Probabilistic Latent Semantic Analysis Applied to Whole Bacterial Genomes Identifies Common Genomic Features


The spread of drug resistance amongst clinically-important bacteria is a serious, and growing, problem [1]. However, the analysis of entire genomes requires considerable computational effort, usually including the assembly of the genome and subsequent identification of genes known to be important in pathology. An alternative approach is to use computational algorithms to identify genomic differences between pathogenic and non-pathogenic bacteria, even without knowing the biological meaning of those differences. To overcome this problem, a range of techniques for dimensionality reduction have been developed. One such approach is known as latent-variable models [2]. In latent-variable models dimensionality reduction is achieved by representing a high-dimensional data by a few hidden or latent variables, which are not directly observed but inferred from the observed variables present in the model. Probabilistic Latent Semantic Indexing (PLSA) is an extention of LSA [3]. PLSA is based on a mixture decomposition derived from a latent class model.
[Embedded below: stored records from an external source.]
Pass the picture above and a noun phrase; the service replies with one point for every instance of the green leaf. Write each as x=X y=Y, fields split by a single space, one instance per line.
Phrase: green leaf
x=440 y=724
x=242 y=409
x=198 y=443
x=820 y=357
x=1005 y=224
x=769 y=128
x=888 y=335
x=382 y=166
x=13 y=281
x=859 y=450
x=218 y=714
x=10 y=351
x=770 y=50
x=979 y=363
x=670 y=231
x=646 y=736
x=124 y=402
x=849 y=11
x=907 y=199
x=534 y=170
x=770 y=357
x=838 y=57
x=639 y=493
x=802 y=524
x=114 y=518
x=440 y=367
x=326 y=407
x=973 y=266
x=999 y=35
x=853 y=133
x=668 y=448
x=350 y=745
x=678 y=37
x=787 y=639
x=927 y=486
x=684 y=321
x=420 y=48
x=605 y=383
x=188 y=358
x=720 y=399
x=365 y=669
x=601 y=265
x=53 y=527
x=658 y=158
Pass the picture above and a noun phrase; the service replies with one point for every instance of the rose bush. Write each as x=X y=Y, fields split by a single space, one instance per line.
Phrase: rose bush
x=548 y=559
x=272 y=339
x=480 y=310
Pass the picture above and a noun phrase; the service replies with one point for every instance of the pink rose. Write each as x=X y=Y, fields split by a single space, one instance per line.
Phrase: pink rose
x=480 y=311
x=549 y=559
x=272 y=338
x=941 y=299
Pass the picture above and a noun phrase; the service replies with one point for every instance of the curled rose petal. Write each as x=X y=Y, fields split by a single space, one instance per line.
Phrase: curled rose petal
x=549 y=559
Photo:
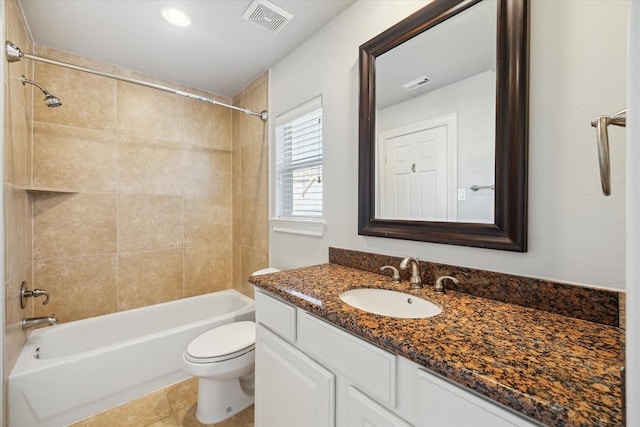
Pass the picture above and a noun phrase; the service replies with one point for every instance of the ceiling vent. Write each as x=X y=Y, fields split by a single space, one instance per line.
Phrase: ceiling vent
x=267 y=15
x=415 y=84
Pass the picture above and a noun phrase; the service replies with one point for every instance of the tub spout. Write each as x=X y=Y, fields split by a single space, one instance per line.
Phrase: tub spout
x=31 y=322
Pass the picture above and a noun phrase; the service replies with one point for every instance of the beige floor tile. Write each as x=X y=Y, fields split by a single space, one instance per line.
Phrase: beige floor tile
x=183 y=395
x=165 y=422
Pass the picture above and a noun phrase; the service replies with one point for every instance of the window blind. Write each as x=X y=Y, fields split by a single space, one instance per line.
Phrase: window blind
x=300 y=164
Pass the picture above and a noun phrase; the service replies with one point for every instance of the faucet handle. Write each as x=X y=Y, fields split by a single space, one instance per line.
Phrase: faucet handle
x=26 y=293
x=439 y=287
x=396 y=273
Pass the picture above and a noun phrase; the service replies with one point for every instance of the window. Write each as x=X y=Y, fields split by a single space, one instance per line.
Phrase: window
x=299 y=162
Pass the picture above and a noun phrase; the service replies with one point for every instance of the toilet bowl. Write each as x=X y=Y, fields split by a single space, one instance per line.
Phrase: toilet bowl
x=223 y=360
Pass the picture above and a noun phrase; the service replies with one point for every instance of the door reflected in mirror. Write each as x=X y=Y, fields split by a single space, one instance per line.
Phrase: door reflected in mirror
x=443 y=126
x=435 y=119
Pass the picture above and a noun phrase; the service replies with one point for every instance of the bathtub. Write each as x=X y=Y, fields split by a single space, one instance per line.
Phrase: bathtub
x=88 y=366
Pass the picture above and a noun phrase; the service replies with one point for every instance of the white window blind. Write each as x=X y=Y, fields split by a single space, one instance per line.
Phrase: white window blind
x=299 y=135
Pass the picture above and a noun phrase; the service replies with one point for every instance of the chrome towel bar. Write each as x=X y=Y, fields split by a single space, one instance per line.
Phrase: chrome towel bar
x=602 y=138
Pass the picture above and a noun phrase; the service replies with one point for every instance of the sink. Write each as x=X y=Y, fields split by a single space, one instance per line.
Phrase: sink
x=390 y=303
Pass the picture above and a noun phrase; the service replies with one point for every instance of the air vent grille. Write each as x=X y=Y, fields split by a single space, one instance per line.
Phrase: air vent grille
x=415 y=84
x=267 y=15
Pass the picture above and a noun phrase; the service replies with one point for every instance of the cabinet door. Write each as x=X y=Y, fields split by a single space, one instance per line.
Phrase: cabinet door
x=292 y=390
x=363 y=411
x=443 y=404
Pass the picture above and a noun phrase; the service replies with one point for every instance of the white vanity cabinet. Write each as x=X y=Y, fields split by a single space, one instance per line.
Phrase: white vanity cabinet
x=291 y=389
x=311 y=373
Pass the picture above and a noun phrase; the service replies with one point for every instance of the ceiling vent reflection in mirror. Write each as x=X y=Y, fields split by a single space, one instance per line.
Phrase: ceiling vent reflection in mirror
x=267 y=15
x=415 y=84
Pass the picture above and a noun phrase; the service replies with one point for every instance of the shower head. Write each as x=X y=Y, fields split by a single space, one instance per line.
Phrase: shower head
x=49 y=100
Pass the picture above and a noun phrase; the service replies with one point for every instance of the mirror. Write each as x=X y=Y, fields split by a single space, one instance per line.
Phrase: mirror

The main objective of the algorithm, as in LSA, is to represent high-dimensional co-occurrence information in a lower-dimensional way in order to discover the hidden semantic structure of the data using a probabilistic framework.

In this work we applied the PLSA approach to analyse the common genomic features in methicillin resistant Staphylococcus aureus, using tokens derived from amino acid sequences rather than DNA. We characterised genome-scale amino acid sequences in terms of their components, and then investigated the relationships between genomes and tokens and the phenotypes they generated. As a control we used the non-pathogenic model Gram-positive bacterium Bacillus subtilis.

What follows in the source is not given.